Data management for thesis

What happens to the data when the thesis is completed?

When a thesis is completed, there are a few actions that need to be taken regarding the research data. Firstly, it needs to be decided:

• Whether the data or a part of it will be destroyed or preserved
• Where the preserved data will be stored and whether it needs to be anonymised
• Whether the data or a part of it can be made open access

The answers to these questions depend on agreements made with potential collaborators (such as a company or RDI project) regarding data ownership, usage rights, and preservation. They also depend on the consent given by the research participants.

Unless otherwise agreed upon, the student owns the research data of their thesis. In some cases, ownership of the data may be transferred to the collaborating organization, such as a company or Metropolia. The student may also grant usage rights to the data.

Data destruction

Unnecessary files should be destroyed when the thesis is completed. If your research involves human subjects, you will need to specify when and how the data will be destroyed after the research is finished in privacy notice.

If your research data contains personal information or other confidential data, these should be promptly destroyed once you no longer need them for your thesis, as they pose a privacy risk. Simply "deleting" the data and emptying the trash bin is not sufficient for data destruction. Follow the guidelines provided by the helpdesk for proper data destruction. Paper-based materials should be disposed of in a secure trash.

Opening or Reusing the Dataset

If you have collected a high-quality and interesting research dataset, you may want to reuse it yourself or offer it for others to use after completing your thesis. The success of reusing the dataset should be ensured in advance through:

• agreements made with collaborators
• research permits
• informing the research participants
• following good data management practices

Seeking permissions retroactively can prove to be impossible, so if you plan to reuse your dataset, take it into account already in your data management plan.

Checklist for Dataset Preservation

1. What has been agreed upon regarding ownership of the dataset? By default, you, as the thesis author, own the collected dataset. If there are multiple authors, you collectively own the dataset. Ownership can also be transferred through agreements, such as to a company or Metropolia.
2. What has been agreed upon regarding the preservation of the dataset? Even if you own the dataset solely, you can grant usage rights to a collaborating company or Metropolia. In this case, it is advisable to agree in advance on the duration of preservation, where the data will be stored, and who is responsible for it.
3. What consents have been obtained from the research participants? If you wish to preserve the dataset after your thesis has completed, and your research involves human subjects, obtain consent from the participants for the preservation and reuse of the data.
4. If the dataset contains personal information or other confidential data, such as trade secrets, the dataset should be anonymised. Anonymisation should be done as soon as you no longer need these details.

Opening the Dataset

Opening the dataset refers to making the research dataset freely available for others to use. This typically involves depositing the dataset in an open data repository. Opening the dataset can be facilitated by utilizing Creative Commons licenses, through which the dataset owner grants usage rights to the dataset.

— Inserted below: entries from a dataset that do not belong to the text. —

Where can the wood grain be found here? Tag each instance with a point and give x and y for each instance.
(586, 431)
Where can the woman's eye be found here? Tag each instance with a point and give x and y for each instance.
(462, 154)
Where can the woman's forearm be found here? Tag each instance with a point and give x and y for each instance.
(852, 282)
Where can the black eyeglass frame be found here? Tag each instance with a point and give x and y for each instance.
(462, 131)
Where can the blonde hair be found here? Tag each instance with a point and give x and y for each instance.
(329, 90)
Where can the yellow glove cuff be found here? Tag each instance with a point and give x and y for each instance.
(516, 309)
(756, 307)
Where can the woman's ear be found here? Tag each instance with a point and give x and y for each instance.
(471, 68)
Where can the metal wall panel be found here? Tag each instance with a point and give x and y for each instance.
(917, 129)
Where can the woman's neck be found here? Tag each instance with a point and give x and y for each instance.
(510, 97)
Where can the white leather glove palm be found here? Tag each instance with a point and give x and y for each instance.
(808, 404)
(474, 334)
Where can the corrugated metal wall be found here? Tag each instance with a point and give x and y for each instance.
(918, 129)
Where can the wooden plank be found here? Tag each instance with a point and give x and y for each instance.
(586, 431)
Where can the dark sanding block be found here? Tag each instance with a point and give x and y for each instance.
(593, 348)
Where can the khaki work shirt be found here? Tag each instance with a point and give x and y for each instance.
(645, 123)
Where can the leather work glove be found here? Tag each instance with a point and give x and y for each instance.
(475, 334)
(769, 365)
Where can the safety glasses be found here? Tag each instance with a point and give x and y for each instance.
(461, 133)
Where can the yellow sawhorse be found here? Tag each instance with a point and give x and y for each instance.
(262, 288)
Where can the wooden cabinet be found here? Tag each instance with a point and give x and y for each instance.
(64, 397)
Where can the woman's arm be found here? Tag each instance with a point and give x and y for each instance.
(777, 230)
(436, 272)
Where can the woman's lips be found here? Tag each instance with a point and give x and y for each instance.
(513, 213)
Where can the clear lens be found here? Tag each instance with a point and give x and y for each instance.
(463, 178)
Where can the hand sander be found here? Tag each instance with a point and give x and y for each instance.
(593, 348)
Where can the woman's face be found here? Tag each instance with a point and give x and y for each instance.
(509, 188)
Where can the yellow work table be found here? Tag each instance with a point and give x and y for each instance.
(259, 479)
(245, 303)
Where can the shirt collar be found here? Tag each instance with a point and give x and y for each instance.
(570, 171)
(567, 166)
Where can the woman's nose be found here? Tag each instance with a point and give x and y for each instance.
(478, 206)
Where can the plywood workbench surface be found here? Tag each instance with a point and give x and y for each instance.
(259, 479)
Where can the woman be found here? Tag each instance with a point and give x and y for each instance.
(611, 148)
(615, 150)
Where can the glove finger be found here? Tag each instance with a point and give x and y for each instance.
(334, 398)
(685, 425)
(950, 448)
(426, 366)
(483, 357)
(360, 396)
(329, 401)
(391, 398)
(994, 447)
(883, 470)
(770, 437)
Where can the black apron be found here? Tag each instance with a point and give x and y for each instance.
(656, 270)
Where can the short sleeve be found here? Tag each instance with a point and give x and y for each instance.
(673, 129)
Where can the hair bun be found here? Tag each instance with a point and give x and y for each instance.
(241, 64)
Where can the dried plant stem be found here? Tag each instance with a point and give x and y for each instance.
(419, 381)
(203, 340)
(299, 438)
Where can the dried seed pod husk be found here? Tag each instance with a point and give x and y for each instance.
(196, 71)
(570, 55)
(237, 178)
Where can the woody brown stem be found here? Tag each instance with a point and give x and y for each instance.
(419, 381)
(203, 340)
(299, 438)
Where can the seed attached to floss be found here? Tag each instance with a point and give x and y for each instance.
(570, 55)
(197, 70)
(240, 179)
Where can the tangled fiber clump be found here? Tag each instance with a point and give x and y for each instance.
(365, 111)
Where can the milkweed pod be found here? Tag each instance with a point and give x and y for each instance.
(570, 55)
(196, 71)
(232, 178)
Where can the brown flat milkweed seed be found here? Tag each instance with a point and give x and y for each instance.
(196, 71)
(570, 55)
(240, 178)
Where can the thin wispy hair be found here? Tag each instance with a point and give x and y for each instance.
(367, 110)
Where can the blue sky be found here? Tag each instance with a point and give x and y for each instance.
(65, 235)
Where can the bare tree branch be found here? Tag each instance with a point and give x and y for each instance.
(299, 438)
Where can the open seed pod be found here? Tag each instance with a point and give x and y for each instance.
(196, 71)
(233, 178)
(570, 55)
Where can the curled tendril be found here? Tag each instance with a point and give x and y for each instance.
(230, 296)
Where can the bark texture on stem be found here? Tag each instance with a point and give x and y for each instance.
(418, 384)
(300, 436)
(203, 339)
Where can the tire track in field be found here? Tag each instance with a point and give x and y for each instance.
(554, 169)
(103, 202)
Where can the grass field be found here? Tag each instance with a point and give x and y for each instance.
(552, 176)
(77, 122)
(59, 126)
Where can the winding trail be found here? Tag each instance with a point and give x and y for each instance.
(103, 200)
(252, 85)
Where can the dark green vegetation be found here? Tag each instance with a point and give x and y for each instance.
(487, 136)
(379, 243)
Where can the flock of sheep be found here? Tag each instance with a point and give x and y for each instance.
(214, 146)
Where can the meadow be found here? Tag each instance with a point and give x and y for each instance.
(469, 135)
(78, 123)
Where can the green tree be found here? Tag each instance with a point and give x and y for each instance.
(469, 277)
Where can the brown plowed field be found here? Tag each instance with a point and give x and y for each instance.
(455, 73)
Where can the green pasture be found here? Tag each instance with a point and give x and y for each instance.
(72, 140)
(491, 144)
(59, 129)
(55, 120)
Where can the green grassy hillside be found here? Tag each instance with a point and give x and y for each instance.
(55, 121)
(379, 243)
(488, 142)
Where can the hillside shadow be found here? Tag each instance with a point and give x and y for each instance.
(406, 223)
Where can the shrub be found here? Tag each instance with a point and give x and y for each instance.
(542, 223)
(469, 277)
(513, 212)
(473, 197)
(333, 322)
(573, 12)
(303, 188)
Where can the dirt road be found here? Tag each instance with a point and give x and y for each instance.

Note that opening the dataset requires good data management practices from the very beginning. If you are interested in opening your dataset after completing your thesis, discuss this with your supervisor as early as possible. Opening the dataset should be considered in various aspects, including collaboration agreements, informing research participants, and anonymising any sensitive data.

Dataset Anonymisation

Dataset anonymisation refers to the process of processing the dataset in a way that it no longer contains any identifiable information. In the case of personal data, individuals cannot be reasonably identified from the dataset. Organizational information or other confidential data can also be anonymised from the dataset.

Even if you do not directly collect personal data from the research participants, it may still be possible to identify them from the dataset. For example, an anonymous survey may not be truly anonymous if participants can reveal information about themselves in open-ended responses or if the survey form records the respondent's IP address. Such a dataset is not anonymous and is subject to data protection laws.

Techniques for anonymisation include:

• Removal of single piece of information. Removed information can be marked in the dataset using placeholders such as [information removed].
• Reclassification of data. For instance, if you have collected precise ages or occupations, you can replace them with age groups or occupation categories.
• Fictitious names. If the dataset contains names, instead of removing them, you can replace them with fictional names.
• Generalization. You can transform precise information into more general terms. For example, "AIDS" can be replaced with "disease," and "Metropolia" can be replaced with "university of applied sciences."